Sometimes, what people bother so much about turn out to be problems whose solutions are extremely obvious. This conversely means that checks for electrical problems in cars should start at the most obvious locations; the battery being a good example. Sometimes, a case of a car failing to 'start' or something of that sort could be simply as a result of an electrical contact breakdown at the battery. Here all that is required in the name of auto electrical repairs is something as simple as filing the terminals that connect the car to its battery.
You can also perform the test yourself if you have access to a Battery Load Tester, a device which is made for the purpose. The load tester works by placing a specific amount of electrical load on the battery for a specific amount of time while monitoring the available battery voltage. The battery should be fully charged before the test in order to insure accurate test results.

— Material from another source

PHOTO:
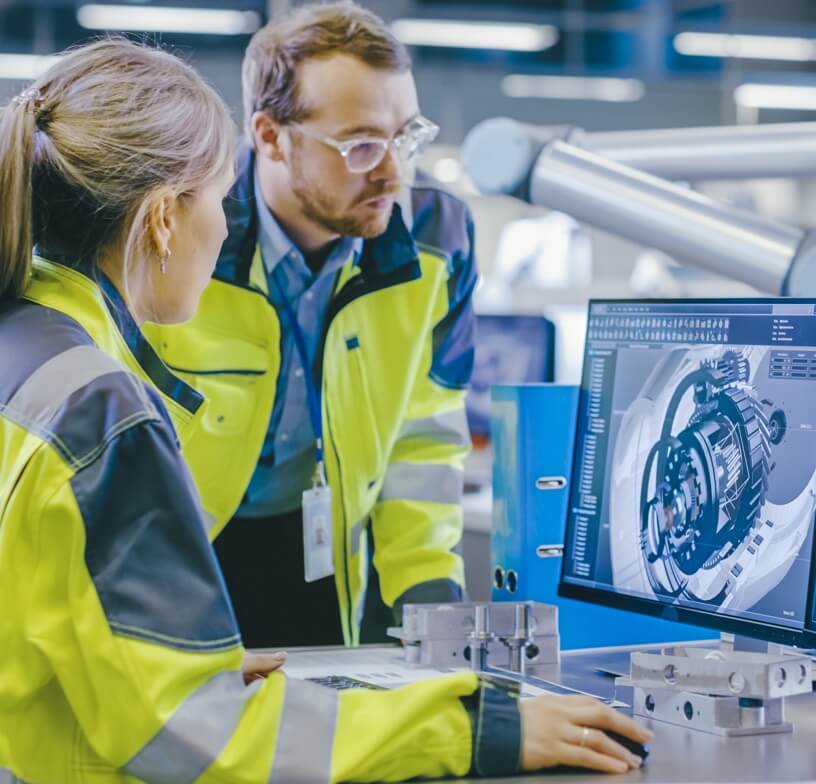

Replacing Your Window Motor or Regulator: Remove the door panel. This task will vary from car to car, but typically you will have to remove some screws around the middle of the panel (such as inside the door pull) and then use a prying tool around the outside to pop out the clips on the perimeter. Sometimes you may have to remove things such as weather-stripping or door moldings as well.
With other electrically powered features, the cause (and the fix) may not be so simple. Because of that, if any electric accessory stops working it's a good idea to first check whether a fuse that protects the circuit it's on has blown. The owners manual should show where a fuse for a particular feature is located (usually in a side panel below the dashboard near the driver's seat or under the hood). If you're handy with a multimeter that measures voltage, resistance and other things, you may be able to diagnose some of your own electrical problems. However, because they can be difficult for professionals to find and fix, they might be even harder for amateur technicians to solve.